Cook time 15 minutes to 20 minutes

Makes about 7 cups

Serves 4

Nutritional Info


  • 2

    large eggs

  • 1

    small or 1/2 medium yellow onion (about 4 ounces)

  • 2

    medium carrots (about 4 ounces total)

  • 1

    large stalk celery (about 3 ounces)

  • 2 tablespoons

    olive oil

  • 1 teaspoon

    kosher salt, divided, plus more as needed

  • 1 (32-ounce) carton

    low-sodium chicken broth

  • 1 cup


  • 3/4 cup

    all-purpose flour

  • 1/2

    rotisserie chicken (about 1 pound), or 2 cups shredded, cooked chicken

  • 2 tablespoons

    chopped fresh dill or parsley leaves

  • Freshly ground black pepper


  1. Place 2 large eggs on the counter and let sit at room temperature while you prepare the vegetables.

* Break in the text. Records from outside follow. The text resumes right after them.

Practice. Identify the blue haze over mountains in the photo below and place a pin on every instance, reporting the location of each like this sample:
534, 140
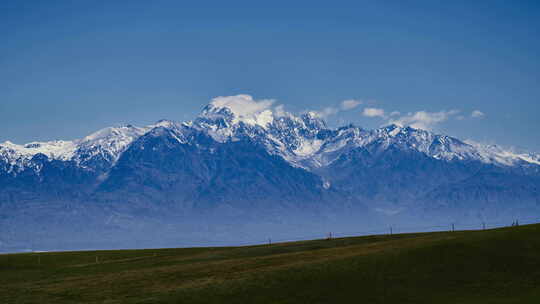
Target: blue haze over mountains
246, 172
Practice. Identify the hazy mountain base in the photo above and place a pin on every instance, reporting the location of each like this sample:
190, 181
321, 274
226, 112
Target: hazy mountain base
221, 181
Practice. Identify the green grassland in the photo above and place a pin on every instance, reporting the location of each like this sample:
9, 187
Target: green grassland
492, 266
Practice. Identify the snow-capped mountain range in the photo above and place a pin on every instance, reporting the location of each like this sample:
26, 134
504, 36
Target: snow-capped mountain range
302, 140
249, 165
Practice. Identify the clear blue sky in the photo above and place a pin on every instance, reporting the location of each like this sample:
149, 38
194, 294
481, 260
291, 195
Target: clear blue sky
68, 69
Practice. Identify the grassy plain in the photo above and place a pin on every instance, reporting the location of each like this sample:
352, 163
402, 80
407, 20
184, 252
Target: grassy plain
491, 266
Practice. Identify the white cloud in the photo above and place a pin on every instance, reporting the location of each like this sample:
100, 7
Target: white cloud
345, 105
242, 105
477, 114
422, 119
328, 111
246, 109
373, 112
350, 104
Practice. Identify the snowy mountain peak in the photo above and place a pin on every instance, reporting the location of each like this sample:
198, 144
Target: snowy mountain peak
240, 108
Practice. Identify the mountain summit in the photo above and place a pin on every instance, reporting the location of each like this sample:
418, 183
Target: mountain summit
244, 168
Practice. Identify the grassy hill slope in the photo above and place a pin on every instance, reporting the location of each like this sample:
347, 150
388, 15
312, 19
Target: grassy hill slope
492, 266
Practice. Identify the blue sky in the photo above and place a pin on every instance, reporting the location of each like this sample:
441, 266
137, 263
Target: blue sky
68, 69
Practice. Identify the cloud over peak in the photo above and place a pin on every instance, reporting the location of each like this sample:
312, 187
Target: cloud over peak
373, 112
477, 114
423, 119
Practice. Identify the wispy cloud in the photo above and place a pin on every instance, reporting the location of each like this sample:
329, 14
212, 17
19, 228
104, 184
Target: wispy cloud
423, 119
477, 114
345, 105
243, 104
373, 112
350, 104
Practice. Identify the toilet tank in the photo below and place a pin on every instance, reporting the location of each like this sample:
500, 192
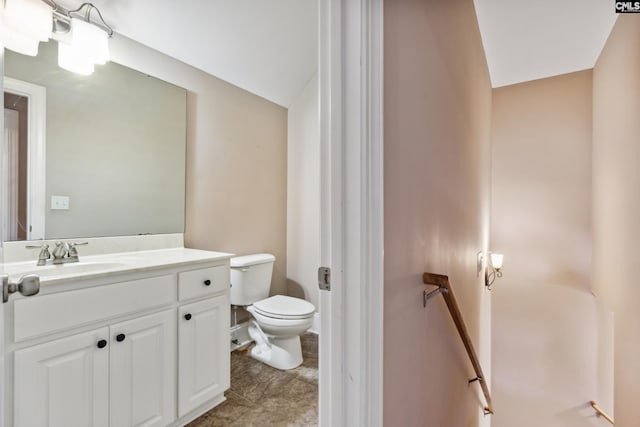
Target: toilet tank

  2. Prepare the following, adding each to the same medium bowl as you complete it: Dice 1 small and 1/2 medium yellow onion (about 1 cup). Peel and halve 2 medium carrots, then cut crosswise into 1/3-inch pieces (about 3/4 cup). Halve 1 large celery stalk lengthwise, then cut crosswise into 1/3-inch pieces (about 2/3 cup).

  3. Heat 2 tablespoons olive oil in a medium Dutch oven or large saucepan over medium-high heat until shimmering. Add the onion mixture (reserve the bowl) and season with 1/2 teaspoon of the kosher salt. Cook, stirring often, until the vegetables are beginning to soften and are fragrant, 3 to 5 minutes.

  4. Add 1 (32-ounce) carton low-sodium chicken broth and 1 cup water, and stir to combine. Bring to a simmer. Reduce the heat to medium-low to maintain a gentle simmer and cook for 5 minutes. Meanwhile, crack the eggs into the now-empty bowl and whisk until very smooth. Add 3/4 cup all-purpose flour and the remaining 1/2 teaspoon kosher salt and stir until smooth with a spatula or fork.

  5. Dip a small metal spoon into the simmering broth. Use the hot spoon to scoop a small amount of the batter (about 1 teaspoon) in the shape of a football. Dunk the whole spoon with the batter into the broth to release the “clunker.” Continue with the remaining batter, you should have about 30 clunkers. If the batter starts to stick to the spoon, dip the spoon in broth before doing the next scoop.

  6. Simmer the clunkers until they are cooked through, 3 to 5 minutes. Meanwhile, shred the meat of 1/2 rotisserie chicken into bite-sized pieces (discard the skin and bones) if needed. Coarsely chop a few sprigs fresh dill or fresh parsley leaves until you have 2 tablespoons.

  7. Add the chicken to the soup, stir to combine, and return to a simmer. Taste the broth and season with more kosher salt or black pepper as needed. Add the dill or parsley and stir to combine. Ladle into bowls and serve hot.

Recipe Notes

I use a regular eating spoon to make the clunkers just like my grandmother did. It makes the perfect cheat quenelle. A measuring tablespoon would be too large and rather awkward to use.

Make ahead: The soup can be made up to 3 days ahead without the fresh herb and refrigerated in an airtight container. Reheat the soup over medium heat and stir in the fresh herb just before serving.

Storage: Leftovers can be refrigerated in an airtight container for up to 4 days.